Black households are between 2.9 and 4.7 times more likely to be audited by the Internal Revenue Service than non-Black households, according to the study by a group of law professors and Treasury Department economists.
This disparity is driven in part but not wholly by a lack of resources at the IRS, which itself is driven by years of budget cuts the agency has faced. The IRS has seen its enforcement budget cut by about a fourth between 2010 and 2021, after adjusting for inflation. This led to a 40 percent drop in revenue agents – the auditors uniquely qualified to examine the returns of high-income individuals and corporations – over the same time. The number of revenue agents is the lowest it’s been since 1953.
As the new study notes, 70 percent of IRS audits happen through the mail and 50 percent involve people who claim the Earned Income Tax Credit. These audits are much cheaper and require less bandwidth than more labor-intensive audits of wealthy households or profitable corporations. As other studies have shown, audit rates have been declining much more precipitously for millionaires and big corporations than for the lowest wage earners.
But even though the IRS disproportionately audits EITC recipients, the study found the largest source of racial disparity was among EITC recipients. Black households were the focus of 43 percent of EITC audits despite accounting for just 21 percent of all EITC claims. In other words, Black households claiming the EITC are between 2.9 and 4.4 times as likely to be audited as non-Black EITC claimants.
This racial disparity holds whether EITC recipients are male or female, married or unmarried, raising children or childless. But it is most extreme for single Black men. Black men claiming dependents were audited more than twice as much as non-Black men, and Black men not claiming dependents were audited almost three times as frequently as their non-Black counterparts.
The IRS also devotes fewer resources to auditing EITC recipients with business income, the study found. Again, this is partly because auditing EITC returns with business income is more expensive (approximately $385 per audit compared to $29 per audit for EITC claimants with no business income). This also has a disproportionate impact on Black households, since they make up 20 percent of EITC recipients who don’t report business income but only 10 percent of those who do.

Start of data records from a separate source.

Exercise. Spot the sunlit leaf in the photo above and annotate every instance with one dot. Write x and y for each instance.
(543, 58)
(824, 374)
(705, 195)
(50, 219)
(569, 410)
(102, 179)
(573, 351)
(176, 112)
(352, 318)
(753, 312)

When considering their findings, the study authors suggest that the problem driving these disparities lies within the algorithm the IRS uses to trigger audit correspondence. While the algorithm is secret, the study hypothesizes that the crux of the issue may hinge on whether it focuses on the existence of underreported income or the magnitude of such underreported income. The study finds that an approach focused just on the likelihood that there’s underreporting of at least $100 would result in more Black households being audited (as was observed). On the other hand, a focus on the magnitude of underreporting (which translates into the amount of money unpaid by a taxpayer) would result in the opposite: More non-Black households would be audited than Black ones.
The report has several recommendations for the IRS, including focusing on the magnitude of taxpayers’ underreported income rather than just the likelihood of it, viewing dollars as equal whether they are to be paid in refundable credits or received in taxes, and auditing more complex returns rather than focusing only on simpler, less expensive ones. All of these are laudable goals, and they all – but especially the last one – will take financial resources to achieve. That’s why the increased funding for the IRS passed in last year’s Inflation Reduction Act is so important, and why lawmakers must fight to preserve that funding in the face of ongoing threats.